Video: How Law Students Can Benefit from AI (While Avoiding the Pitfalls)

Picture of a student sitting in a law library on a laptop.

For most law students and lawyers, AI is a paradox right now.

On one hand, a Harvard study shows that well-designed AI tutors can more than double your learning gains compared to a traditional classroom. On the other, if you use AI poorly, you can face career-ending consequences before you even pass the bar.

I’ve seen the data, and the speed is staggering. In a well-written article by a Judge Xavier Rodriguez, the Judge did a small experiment comparing an intern’s work to an AI’s. The intern took hours to summarize one witness; the AI took seconds to summarize multiple witnesses across trial and deposition records. It’s tempting to look at that and think you’ve found a superpower. But that speed comes with a massive risk if you don’t manage it correctly.

Watch: Why AI is a Paradox for Law Students

Hidden Dangers: Cognitive Outsourcing & Confidentiality

The real threat isn’t just a “hallucination” where the AI makes up a fake case citation. It is what is called cognitive outsourcing. When you hand off difficult mental tasks to an AI tool, you stop the deep thinking required for actual learning. You stop building your own judgment. And because AI outputs sound so confident and well-structured, we fall victim to “automation bias,” which is the tendency to assume the machine is right. This leads us to overlook subtle errors that can torpedo a legal argument.

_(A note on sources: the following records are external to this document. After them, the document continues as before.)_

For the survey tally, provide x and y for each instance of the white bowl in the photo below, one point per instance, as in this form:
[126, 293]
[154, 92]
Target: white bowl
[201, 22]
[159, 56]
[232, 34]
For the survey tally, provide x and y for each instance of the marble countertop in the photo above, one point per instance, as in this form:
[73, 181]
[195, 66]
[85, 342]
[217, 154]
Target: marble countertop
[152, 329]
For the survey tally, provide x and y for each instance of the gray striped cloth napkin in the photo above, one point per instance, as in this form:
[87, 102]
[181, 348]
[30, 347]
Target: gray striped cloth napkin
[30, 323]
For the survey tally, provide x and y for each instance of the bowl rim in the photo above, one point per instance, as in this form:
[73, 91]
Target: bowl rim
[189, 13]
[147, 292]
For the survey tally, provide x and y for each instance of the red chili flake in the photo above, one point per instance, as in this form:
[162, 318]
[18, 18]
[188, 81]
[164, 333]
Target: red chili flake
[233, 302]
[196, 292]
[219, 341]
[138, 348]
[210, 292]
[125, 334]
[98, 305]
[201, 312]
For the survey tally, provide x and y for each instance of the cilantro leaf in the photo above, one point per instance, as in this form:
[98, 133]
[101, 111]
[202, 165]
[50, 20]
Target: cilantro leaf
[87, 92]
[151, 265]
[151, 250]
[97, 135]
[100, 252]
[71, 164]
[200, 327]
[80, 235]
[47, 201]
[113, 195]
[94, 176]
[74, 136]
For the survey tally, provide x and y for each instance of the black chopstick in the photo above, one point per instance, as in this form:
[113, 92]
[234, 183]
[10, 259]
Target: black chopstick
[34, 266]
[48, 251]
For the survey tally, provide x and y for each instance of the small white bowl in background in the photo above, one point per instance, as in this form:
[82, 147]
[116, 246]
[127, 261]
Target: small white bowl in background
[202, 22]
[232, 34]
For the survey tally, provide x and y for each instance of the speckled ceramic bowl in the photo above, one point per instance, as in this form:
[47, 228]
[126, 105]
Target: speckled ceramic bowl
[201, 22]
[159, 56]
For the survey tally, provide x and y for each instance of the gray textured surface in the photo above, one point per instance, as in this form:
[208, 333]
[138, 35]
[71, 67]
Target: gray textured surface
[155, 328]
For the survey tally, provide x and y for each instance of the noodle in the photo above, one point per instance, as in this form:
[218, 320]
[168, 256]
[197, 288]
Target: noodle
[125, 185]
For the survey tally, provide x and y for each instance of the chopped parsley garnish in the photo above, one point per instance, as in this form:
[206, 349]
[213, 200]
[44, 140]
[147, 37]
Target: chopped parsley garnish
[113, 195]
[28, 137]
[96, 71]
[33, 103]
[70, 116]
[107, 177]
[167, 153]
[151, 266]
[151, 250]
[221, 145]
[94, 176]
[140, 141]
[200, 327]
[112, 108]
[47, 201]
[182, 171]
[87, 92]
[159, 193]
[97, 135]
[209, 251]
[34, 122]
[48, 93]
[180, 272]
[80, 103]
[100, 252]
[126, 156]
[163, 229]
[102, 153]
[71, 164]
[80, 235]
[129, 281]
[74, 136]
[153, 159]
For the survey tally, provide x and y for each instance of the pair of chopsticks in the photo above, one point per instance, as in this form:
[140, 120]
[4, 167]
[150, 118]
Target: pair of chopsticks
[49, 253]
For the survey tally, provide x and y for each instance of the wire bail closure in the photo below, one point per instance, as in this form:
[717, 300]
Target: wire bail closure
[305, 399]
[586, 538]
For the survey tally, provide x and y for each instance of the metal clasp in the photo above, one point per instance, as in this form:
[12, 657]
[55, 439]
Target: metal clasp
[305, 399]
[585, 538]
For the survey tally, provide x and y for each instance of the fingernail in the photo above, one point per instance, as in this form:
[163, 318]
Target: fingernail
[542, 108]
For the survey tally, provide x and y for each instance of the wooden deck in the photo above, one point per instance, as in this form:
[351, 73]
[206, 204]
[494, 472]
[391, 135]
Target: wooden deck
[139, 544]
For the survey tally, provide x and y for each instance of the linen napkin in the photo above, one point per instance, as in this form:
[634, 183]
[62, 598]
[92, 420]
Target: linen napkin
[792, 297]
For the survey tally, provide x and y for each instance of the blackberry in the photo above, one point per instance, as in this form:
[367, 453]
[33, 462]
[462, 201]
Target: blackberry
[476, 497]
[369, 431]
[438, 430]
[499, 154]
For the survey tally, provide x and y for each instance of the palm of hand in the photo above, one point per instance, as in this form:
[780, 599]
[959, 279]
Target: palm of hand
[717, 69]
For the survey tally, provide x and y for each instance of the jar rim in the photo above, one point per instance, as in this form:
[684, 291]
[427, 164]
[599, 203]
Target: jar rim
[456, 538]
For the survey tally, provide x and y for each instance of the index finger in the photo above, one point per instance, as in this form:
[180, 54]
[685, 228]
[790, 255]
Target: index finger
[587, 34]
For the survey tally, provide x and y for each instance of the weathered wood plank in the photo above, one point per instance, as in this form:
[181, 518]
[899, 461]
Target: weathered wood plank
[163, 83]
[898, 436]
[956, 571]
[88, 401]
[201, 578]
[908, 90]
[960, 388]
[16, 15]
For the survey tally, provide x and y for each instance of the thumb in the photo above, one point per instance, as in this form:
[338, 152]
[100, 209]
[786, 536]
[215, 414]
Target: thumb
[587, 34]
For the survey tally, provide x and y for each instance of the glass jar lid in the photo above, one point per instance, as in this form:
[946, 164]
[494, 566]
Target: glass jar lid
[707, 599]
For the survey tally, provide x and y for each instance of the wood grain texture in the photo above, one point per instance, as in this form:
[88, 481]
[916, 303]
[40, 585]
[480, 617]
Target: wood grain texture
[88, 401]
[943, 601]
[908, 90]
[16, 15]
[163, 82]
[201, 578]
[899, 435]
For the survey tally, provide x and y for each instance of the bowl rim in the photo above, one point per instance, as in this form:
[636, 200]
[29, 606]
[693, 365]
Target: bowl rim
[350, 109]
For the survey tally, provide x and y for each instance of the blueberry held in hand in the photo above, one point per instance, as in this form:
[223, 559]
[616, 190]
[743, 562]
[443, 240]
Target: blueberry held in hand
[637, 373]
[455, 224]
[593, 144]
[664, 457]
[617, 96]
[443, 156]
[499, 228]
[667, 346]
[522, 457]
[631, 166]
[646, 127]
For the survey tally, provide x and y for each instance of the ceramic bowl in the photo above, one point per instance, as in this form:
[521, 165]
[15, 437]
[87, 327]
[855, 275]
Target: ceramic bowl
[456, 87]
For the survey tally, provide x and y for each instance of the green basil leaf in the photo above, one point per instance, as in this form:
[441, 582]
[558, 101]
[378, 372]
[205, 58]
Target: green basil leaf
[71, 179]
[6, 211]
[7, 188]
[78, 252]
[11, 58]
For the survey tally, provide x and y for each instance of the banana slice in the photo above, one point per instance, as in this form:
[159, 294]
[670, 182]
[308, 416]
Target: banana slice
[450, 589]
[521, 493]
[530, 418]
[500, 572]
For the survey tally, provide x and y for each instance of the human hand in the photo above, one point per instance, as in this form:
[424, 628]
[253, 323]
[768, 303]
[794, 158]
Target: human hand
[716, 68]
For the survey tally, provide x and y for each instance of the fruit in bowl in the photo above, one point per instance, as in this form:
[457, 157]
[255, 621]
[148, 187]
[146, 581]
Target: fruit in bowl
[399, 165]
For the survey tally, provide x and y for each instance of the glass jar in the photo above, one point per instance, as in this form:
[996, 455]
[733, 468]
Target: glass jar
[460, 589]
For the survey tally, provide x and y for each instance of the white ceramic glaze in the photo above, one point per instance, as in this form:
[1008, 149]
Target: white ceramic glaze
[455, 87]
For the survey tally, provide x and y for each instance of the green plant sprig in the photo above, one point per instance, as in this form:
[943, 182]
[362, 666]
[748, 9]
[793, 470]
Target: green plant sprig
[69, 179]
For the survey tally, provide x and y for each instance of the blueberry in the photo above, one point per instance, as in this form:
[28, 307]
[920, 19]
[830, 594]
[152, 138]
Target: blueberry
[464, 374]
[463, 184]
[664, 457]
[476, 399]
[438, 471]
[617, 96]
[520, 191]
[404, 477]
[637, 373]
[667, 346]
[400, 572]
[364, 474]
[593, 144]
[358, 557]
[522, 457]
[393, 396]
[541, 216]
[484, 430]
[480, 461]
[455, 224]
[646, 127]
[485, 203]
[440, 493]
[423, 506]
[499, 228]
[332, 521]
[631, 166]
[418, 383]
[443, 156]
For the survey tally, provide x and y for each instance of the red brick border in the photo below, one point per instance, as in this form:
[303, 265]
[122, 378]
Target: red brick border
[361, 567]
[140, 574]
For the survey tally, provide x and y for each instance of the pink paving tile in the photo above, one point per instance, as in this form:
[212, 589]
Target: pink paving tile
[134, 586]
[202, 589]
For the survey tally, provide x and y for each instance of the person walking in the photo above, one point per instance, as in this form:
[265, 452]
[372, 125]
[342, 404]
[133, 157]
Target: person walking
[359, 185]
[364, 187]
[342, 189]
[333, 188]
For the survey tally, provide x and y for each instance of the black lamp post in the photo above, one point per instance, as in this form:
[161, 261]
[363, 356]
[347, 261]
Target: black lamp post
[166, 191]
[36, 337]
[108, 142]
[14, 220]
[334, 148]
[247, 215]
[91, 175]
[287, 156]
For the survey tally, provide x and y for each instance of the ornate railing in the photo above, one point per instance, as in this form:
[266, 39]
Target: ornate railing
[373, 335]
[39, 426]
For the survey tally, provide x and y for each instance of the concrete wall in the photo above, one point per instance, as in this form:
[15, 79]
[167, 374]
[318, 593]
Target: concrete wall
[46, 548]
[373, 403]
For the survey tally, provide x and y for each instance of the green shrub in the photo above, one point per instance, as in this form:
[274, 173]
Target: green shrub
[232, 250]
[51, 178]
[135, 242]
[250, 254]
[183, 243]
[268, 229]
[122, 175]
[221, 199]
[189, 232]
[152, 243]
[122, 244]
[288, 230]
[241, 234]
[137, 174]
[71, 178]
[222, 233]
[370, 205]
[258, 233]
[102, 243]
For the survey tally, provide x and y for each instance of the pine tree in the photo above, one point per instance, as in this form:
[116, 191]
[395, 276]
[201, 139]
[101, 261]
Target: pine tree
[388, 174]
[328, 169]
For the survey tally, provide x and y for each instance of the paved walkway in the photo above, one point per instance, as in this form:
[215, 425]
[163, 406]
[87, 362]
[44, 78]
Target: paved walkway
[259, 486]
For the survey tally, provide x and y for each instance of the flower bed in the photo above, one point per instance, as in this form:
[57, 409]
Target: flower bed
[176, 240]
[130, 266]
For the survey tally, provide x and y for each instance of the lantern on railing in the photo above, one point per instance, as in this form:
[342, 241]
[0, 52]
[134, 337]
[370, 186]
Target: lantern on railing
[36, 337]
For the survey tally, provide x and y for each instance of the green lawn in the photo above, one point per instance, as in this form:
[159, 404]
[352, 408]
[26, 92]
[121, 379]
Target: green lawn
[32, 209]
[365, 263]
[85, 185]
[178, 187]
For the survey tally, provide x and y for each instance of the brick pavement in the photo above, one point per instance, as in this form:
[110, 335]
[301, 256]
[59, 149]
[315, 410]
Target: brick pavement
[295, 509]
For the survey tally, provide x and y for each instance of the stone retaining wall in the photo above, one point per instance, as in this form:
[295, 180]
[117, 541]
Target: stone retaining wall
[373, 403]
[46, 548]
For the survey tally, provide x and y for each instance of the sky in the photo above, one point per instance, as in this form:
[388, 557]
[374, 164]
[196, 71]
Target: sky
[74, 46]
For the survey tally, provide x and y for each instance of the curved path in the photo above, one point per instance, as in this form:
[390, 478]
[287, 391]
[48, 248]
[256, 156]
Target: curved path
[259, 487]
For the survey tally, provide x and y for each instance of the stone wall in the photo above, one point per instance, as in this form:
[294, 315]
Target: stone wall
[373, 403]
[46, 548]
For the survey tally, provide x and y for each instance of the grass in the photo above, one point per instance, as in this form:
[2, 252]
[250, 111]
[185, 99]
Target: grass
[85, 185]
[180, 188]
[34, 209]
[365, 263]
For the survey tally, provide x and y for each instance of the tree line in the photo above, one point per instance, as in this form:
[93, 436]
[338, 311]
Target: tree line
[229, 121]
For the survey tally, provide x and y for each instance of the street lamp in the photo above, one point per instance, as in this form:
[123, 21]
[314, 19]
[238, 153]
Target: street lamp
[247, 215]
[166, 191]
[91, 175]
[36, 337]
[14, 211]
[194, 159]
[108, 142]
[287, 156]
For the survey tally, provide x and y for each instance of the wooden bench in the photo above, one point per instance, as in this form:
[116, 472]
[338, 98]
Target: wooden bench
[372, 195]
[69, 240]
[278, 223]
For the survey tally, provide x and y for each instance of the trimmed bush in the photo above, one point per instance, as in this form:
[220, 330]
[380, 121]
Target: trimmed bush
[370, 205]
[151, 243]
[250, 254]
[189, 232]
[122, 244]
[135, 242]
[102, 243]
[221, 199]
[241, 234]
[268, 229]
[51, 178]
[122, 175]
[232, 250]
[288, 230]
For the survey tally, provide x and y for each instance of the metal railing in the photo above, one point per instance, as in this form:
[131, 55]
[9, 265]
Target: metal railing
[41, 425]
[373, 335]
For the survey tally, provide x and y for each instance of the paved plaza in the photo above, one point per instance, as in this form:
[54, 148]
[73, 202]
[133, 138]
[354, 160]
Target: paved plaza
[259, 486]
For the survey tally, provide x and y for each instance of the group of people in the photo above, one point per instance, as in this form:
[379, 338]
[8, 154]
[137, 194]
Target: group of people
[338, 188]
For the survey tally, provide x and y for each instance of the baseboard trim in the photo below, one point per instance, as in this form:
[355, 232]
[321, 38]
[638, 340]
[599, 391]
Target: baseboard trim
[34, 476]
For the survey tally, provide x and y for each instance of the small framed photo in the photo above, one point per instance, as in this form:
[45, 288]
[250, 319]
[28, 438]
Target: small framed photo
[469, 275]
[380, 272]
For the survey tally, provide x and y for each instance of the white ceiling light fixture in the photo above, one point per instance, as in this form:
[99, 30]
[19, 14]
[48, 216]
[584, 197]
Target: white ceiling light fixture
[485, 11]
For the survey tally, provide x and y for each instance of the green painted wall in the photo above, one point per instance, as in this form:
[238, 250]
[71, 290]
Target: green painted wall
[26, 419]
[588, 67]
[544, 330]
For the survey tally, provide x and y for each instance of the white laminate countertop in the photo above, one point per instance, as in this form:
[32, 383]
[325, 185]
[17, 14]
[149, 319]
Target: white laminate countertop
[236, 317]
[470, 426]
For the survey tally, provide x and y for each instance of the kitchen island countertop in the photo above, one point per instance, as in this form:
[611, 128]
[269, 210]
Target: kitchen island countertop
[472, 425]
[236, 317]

Plus, you have to remember that your conversations with large-language models, like ChatGPT, may not be protected by attorney-client privilege. If you put sensitive client details into a prompt, that data is no longer confidential. There is even a recent opinion that applied that same principle to clients who use ChatGPT to prepare for meetings with their lawyer.

Build Your AI Workflow

You can’t ignore these AI tools, but you can’t dive in blindly either. Use this four-step process to ensure AI stays an assistant, not a boss:

  1. Generate: Use the AI to create your first draft, outline, or summary. It’s a starting point, not a finish line.
  2. Pause: Stop and consciously recognize that the output is raw material. It is a “hallucination machine” until you prove otherwise.
  3. Verify: Roll up your sleeves and check every fact and citation against original, reliable sources. This is where the real legal work happens.
  4. Decide: Use your own professional judgment to edit, rewrite, and own the final work.

The Bottom Line

The American Bar Association made it clear in Formal Opinion 512: you have a professional duty to supervise this technology. Checking the AI’s work isn’t just a chore; it’s how you build your own expertise. The technology is an incredible assistant, but it’s a terrible boss. Don’t let an AI tool make you a weaker lawyer. Use it to become a more effective professional while keeping the final responsibility where it belongs.